How business events stayed resilient in the most challenging of times.
At the time of writing, according to Worldometers, Malaysia had recorded close to 425,000 COVID-19 cases, out of which 91.8% had recovered, and at a considerably low 0.4% death rate. Although the rest of the world’s actual number of cases and deaths cannot be determined due to many untested, unconfirmed, or unaccounted-for mild and asymptomatic cases, the numbers seem to increase.
Within a year into the coronavirus global pandemic, the World Economic Forum reported USD$1.5 trillion worth of global business events that were postponed, made virtual, or entirely cancelled, mostly trade shows, cultural and sporting events. International tourism, worth US$1.6 trillion annually, lost US$ 935 billion worldwide. On the home front, the Malaysian Association of Convention and Exhibition Organisers and Suppliers has indicated that the industry suffered a loss totalling RM2.25 billion from business events cancellations and postponements.
Nevertheless, we picked up fast with the new normal of conducting business events that will never be the same ever again. If there is one topic that most meeting and event planners and organisers are talking about today, it would be about virtual experience. COVID-19 has hastened our capability to re-learn and adapt to the new, radical and sustainable way of work. The industry is now all geared up to being Business-Events ready!
Digital Content Industry
The 2.5 billion people who have been staying at home since the pandemic, have triggered a global cultural revolution of working from home. One has been forced to use the downtime to upskill and upgrade oneself and to adapt to new possibilities. Whether it be serving clients through digital channels or leveraging artificial intelligence, algorithms, and automation to ensure business continuity—we have truly embraced a new normal!
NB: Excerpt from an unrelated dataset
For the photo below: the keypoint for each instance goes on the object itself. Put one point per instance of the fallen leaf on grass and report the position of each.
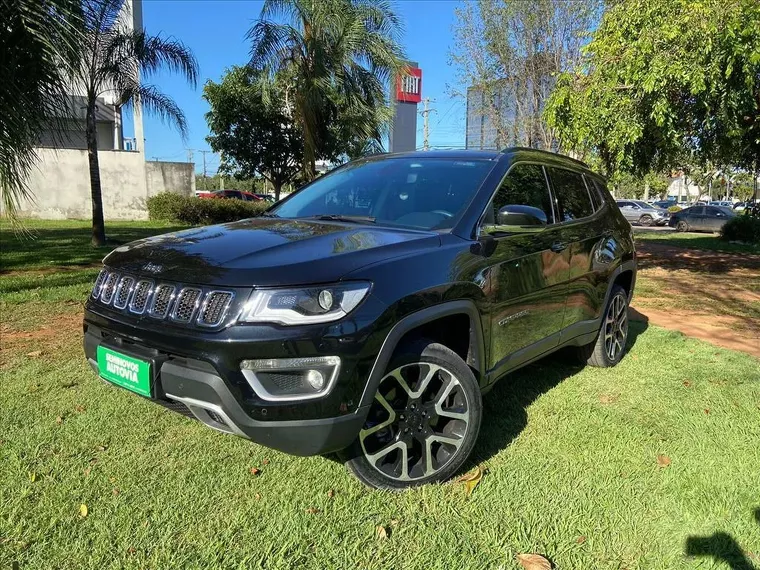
(533, 562)
(471, 479)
The World Health Organisation (WHO) has outlined the health and safety measures for mass gatherings, taking into consideration the associated risk factors and proposing control measures to reduce the risk of further virus spread. New practices for live events include liaising with hotels, venues, and event vendors to ensure verifiable sanitation procedures, reducing attendee counts, regulating the entry and exit flow of crowds, maintaining physical distancing between participants, requiring the use of face masks for attendees, performing body-temperature checks, having medical personnel on duty, holding events at outdoor venues rather than indoors, and eliminating buffets to serve plated or boxed meals instead.
Most incentive travels are still being planned past 2021. For cancelled ones however, attendees are being compensated with incentive offerings such as gifts, cash rewards, or future trips.
Barely six months since the global shutdown of the hospitality industry, it is heartening to see optimism amongst industry professionals in Malaysia as they begin to plan for live events with support from the government thorough its Economic Stimulus Package. Nonetheless, it cannot be denied that the coronavirus has dramatically changed and shifted the landscape for the business events industry. As lockdown restrictions may be enforced on-and-off in Malaysians till our cases decrease, some countries across the globe have already begun opening their borders. But that does not change the fact that COVID-19 has taught us two things, to adapt and to move forward.